Peace and Nuclear Affairs Officer



For those of you who just can't get enough of this Blog, you can now purchase my overlong and quite honestly fairly tedious memoirs for a purely nominal price online.


Here is an extract from those memoirs - unusually, not involving trade union activity - about one of the best jobs which I, or anyone else, has ever been paid to do;

With the implementation of the Service Plan for DEHCS, my job was in a “generic reduction” group. Five current roles of Research Officer were being reduced to three with the merger of two sections. One of my fellow Research Officers, who was also an activist in the Black Workers Group, felt that the detail of the proposals placed himself and another Black colleague at a disadvantage and - bizarrely - circulated memos around the Department accusing me personally of racism.

It turned out that my accuser was, sadly, experiencing something of a breakdown, which simply gave me my first experience of facing an allegation of racism (something which was rather more common in the rough and tumble of the late 1980s and early 90s than it is in the po-faced twenty-first century). In the event, whilst my job was at risk I was able to apply, as a redeployee, for a fascinating (and better paid) alternative job.

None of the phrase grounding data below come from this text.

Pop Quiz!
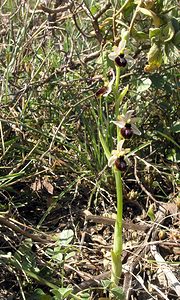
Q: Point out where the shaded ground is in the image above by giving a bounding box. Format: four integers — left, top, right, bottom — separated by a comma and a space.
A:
0, 174, 179, 299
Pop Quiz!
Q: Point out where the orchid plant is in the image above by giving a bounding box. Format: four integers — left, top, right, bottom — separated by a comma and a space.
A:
97, 29, 141, 290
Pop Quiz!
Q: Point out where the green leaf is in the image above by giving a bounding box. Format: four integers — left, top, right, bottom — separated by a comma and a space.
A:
78, 292, 91, 300
166, 148, 179, 162
117, 85, 129, 103
171, 121, 180, 133
101, 279, 112, 288
52, 287, 73, 299
30, 288, 52, 300
147, 204, 155, 221
99, 131, 111, 160
127, 141, 151, 157
65, 251, 76, 260
115, 85, 129, 116
137, 78, 152, 93
0, 172, 25, 182
163, 21, 175, 42
111, 249, 122, 285
147, 43, 162, 69
138, 7, 161, 27
111, 287, 125, 300
90, 4, 100, 15
122, 102, 128, 116
173, 31, 180, 46
149, 28, 161, 39
164, 42, 179, 63
132, 29, 148, 40
59, 229, 74, 246
52, 252, 63, 262
25, 270, 59, 290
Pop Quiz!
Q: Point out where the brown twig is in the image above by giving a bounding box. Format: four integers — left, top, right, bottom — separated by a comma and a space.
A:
73, 271, 111, 292
151, 245, 180, 297
123, 223, 155, 299
94, 2, 111, 20
82, 210, 150, 232
0, 215, 52, 244
83, 50, 101, 63
134, 156, 162, 205
39, 3, 73, 14
72, 12, 94, 39
92, 19, 103, 44
91, 2, 111, 44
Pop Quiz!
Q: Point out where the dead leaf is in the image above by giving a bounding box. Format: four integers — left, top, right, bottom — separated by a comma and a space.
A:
43, 178, 54, 194
31, 178, 42, 191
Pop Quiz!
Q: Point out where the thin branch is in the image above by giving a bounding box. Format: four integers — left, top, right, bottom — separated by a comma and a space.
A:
134, 157, 162, 205
129, 0, 143, 34
39, 3, 73, 14
151, 244, 180, 297
114, 0, 132, 18
72, 12, 94, 39
94, 2, 111, 20
83, 210, 150, 232
0, 215, 52, 244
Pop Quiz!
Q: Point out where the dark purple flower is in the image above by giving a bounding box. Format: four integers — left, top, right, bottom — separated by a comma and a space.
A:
115, 156, 127, 171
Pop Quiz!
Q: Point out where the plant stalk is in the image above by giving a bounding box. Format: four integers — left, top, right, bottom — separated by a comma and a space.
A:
115, 66, 120, 100
115, 66, 121, 142
111, 168, 123, 285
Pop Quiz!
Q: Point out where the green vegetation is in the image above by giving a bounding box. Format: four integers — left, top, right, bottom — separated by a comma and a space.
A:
0, 0, 179, 299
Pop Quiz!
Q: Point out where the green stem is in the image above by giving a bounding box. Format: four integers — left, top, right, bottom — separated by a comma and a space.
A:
110, 62, 123, 287
111, 169, 123, 286
115, 66, 121, 142
115, 66, 120, 102
115, 170, 123, 235
98, 96, 102, 125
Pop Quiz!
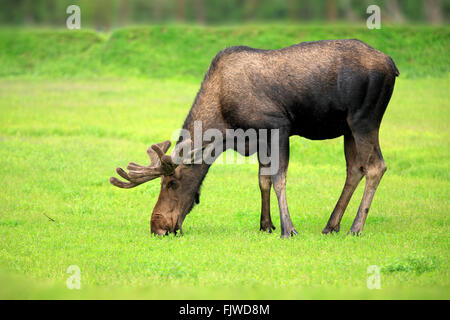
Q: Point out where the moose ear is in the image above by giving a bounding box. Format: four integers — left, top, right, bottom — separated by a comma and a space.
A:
194, 192, 200, 204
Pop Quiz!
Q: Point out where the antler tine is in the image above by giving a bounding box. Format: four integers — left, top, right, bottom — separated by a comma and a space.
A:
109, 175, 154, 189
151, 144, 166, 161
147, 140, 171, 167
116, 167, 132, 180
110, 176, 137, 189
109, 167, 152, 188
126, 162, 144, 170
110, 164, 163, 188
150, 141, 178, 175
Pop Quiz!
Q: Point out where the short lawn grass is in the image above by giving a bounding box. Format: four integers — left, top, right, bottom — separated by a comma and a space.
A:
0, 25, 448, 299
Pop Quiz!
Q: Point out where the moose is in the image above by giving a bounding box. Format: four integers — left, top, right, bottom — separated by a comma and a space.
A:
110, 39, 399, 238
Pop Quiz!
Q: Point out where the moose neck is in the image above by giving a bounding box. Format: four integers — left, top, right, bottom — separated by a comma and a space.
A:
180, 76, 226, 137
177, 82, 226, 200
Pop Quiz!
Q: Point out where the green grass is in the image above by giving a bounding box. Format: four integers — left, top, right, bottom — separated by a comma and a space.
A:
0, 26, 449, 299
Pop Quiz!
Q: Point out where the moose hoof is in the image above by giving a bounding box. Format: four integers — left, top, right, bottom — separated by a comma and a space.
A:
280, 228, 298, 238
347, 229, 362, 236
260, 222, 276, 233
322, 224, 340, 234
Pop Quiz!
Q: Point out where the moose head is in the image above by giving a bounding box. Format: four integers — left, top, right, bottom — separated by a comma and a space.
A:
110, 140, 205, 236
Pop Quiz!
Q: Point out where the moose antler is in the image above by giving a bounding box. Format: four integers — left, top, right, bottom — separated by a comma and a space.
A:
110, 140, 175, 189
110, 139, 207, 189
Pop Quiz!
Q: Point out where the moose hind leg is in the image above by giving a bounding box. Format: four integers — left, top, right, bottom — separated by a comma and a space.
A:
322, 134, 364, 234
348, 131, 387, 235
259, 161, 275, 232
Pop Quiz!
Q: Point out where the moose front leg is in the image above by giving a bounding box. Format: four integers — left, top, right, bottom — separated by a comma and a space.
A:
258, 161, 275, 232
271, 134, 297, 238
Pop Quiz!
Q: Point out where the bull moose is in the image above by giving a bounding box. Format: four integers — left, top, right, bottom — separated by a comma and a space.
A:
110, 39, 399, 237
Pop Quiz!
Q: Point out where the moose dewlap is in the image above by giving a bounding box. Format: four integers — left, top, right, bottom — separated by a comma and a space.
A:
110, 39, 399, 237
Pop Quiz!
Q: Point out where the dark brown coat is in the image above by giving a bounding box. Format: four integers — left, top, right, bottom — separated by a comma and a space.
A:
111, 39, 399, 237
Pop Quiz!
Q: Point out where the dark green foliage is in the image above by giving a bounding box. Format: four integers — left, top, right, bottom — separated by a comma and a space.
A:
382, 256, 441, 275
0, 25, 448, 79
0, 0, 446, 26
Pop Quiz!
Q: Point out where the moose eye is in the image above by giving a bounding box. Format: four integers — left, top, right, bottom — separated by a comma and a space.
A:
167, 180, 179, 189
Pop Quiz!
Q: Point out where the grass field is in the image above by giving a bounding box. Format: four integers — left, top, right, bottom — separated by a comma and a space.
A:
0, 25, 449, 299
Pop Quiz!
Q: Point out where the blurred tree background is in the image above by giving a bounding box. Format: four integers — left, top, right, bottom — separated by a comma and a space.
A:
0, 0, 448, 30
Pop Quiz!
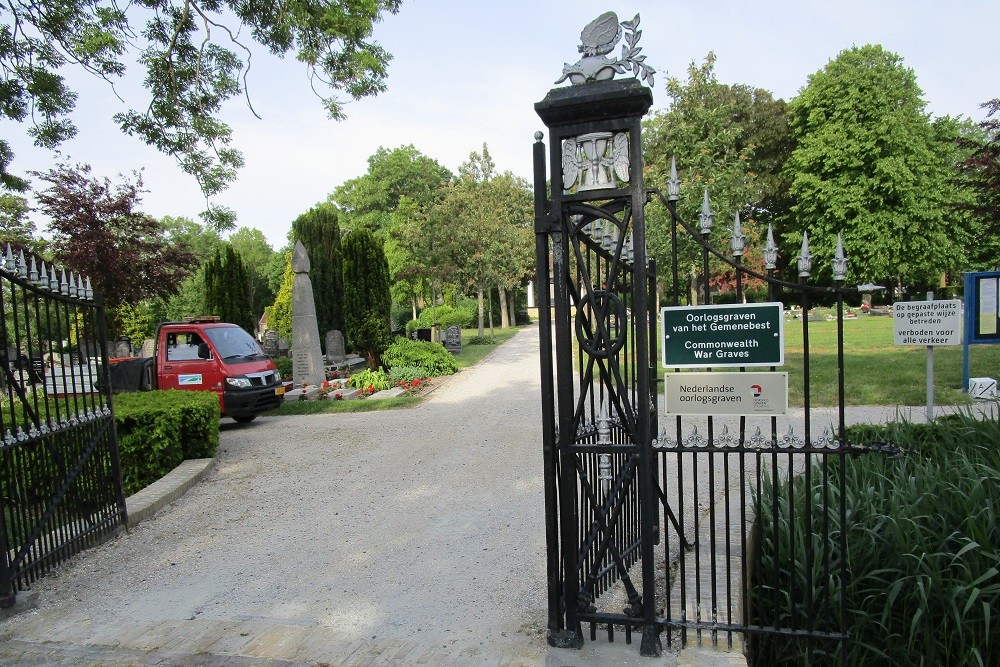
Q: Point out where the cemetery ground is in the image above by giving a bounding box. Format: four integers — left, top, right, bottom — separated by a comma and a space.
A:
273, 327, 523, 416
1, 321, 997, 665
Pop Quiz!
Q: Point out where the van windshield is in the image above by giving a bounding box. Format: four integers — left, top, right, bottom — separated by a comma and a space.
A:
204, 326, 266, 360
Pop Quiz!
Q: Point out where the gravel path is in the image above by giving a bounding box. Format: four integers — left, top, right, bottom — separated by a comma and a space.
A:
0, 327, 573, 665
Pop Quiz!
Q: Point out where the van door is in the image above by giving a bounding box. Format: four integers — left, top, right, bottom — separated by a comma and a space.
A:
158, 330, 219, 393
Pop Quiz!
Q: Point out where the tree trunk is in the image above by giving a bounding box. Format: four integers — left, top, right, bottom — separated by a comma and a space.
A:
497, 284, 510, 329
508, 289, 516, 327
488, 290, 495, 339
411, 293, 418, 321
477, 286, 485, 337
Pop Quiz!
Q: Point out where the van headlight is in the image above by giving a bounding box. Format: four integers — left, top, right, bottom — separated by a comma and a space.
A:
226, 377, 252, 389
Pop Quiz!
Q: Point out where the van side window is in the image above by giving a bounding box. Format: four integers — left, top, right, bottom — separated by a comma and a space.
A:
166, 332, 210, 361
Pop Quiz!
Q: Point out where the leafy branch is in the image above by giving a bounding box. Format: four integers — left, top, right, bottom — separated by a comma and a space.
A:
613, 14, 655, 87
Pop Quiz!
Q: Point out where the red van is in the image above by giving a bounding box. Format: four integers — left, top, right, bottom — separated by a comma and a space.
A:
154, 318, 285, 422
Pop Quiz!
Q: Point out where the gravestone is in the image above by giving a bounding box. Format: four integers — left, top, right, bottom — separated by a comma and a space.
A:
263, 329, 279, 357
445, 325, 462, 354
141, 338, 156, 358
278, 338, 289, 357
113, 338, 132, 358
325, 330, 345, 365
291, 241, 326, 387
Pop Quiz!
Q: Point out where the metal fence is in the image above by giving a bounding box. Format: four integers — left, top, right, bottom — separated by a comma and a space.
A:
0, 247, 126, 608
534, 78, 861, 664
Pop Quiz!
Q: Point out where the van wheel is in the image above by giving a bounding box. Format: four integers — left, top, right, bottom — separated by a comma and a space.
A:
233, 415, 257, 423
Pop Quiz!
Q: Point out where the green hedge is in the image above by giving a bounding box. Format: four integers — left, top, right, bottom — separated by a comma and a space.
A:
382, 337, 458, 376
114, 390, 220, 495
749, 413, 1000, 666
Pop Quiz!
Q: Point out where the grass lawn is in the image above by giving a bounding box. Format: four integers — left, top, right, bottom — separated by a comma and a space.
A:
783, 314, 1000, 406
272, 326, 524, 415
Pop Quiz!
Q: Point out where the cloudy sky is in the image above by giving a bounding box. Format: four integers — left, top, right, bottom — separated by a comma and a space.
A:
5, 0, 999, 249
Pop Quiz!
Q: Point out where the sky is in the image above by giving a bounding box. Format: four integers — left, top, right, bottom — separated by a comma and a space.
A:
4, 1, 999, 250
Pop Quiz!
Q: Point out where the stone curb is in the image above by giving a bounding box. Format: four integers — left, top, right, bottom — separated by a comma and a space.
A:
126, 457, 216, 527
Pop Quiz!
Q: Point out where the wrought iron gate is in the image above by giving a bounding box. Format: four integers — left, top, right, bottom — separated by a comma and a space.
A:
0, 248, 126, 608
534, 19, 855, 663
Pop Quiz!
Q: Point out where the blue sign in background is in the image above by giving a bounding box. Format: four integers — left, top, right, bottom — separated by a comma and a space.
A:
963, 270, 1000, 390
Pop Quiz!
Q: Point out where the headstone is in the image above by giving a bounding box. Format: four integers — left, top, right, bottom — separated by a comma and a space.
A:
263, 328, 279, 357
444, 325, 462, 354
413, 328, 433, 342
141, 338, 156, 358
325, 330, 345, 365
290, 241, 326, 387
113, 338, 132, 358
278, 338, 289, 357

Late in 1988 I became the fourth - and final - person to hold the post of Peace and Nuclear Affairs Officer (PNAO), a job created a few years before to resource and implement Lambeth Council’s Nuclear Free Zone policy. I had been offered the post - on a temporary “acting-up” basis - the year before, when a previous postholder had taken leave, but had declined the offer because the NALGO branch had had - at that time - a policy against accepting “acting-up” appointments.

For a long-standing peace activist, this was something of a dream job which entailed, amongst other things, the production and distribution of leaflets warning local residents of the risks from the nuclear waste trains that travelled regularly through the borough and - most amusingly - complying with the Council’s statutory duty to comment upon the civil defence plans being prepared by emergency planners at the London Fire and Civil Defence Authority (LFCDA) (as it then was).

After a civil defence exercise in the early 1980s had been disrupted by the refusal of many Labour Councils to participate in the absurdity of planning to govern what would have been left after a nuclear holocaust, the Tories had legislated to compel cooperation by local Councils with preparation for civil defence in the event of nuclear war.

Lambeth - along with many other Nuclear Free Local Authorities - adopted a policy of “creative compliance” with this legislation, which meant that someone had to read every detail of the - utterly incredible - plans drawn up by the LFCDA in order to comment critically upon them, whilst publicising to local people the futility of the Government’s policy to plan for survival from nuclear war. 

I had the good fortune to be that someone, meaning that I was paid to engage in the sort of political activity which I had been participating in voluntarily in my own time since I had been a teenager in Brighton.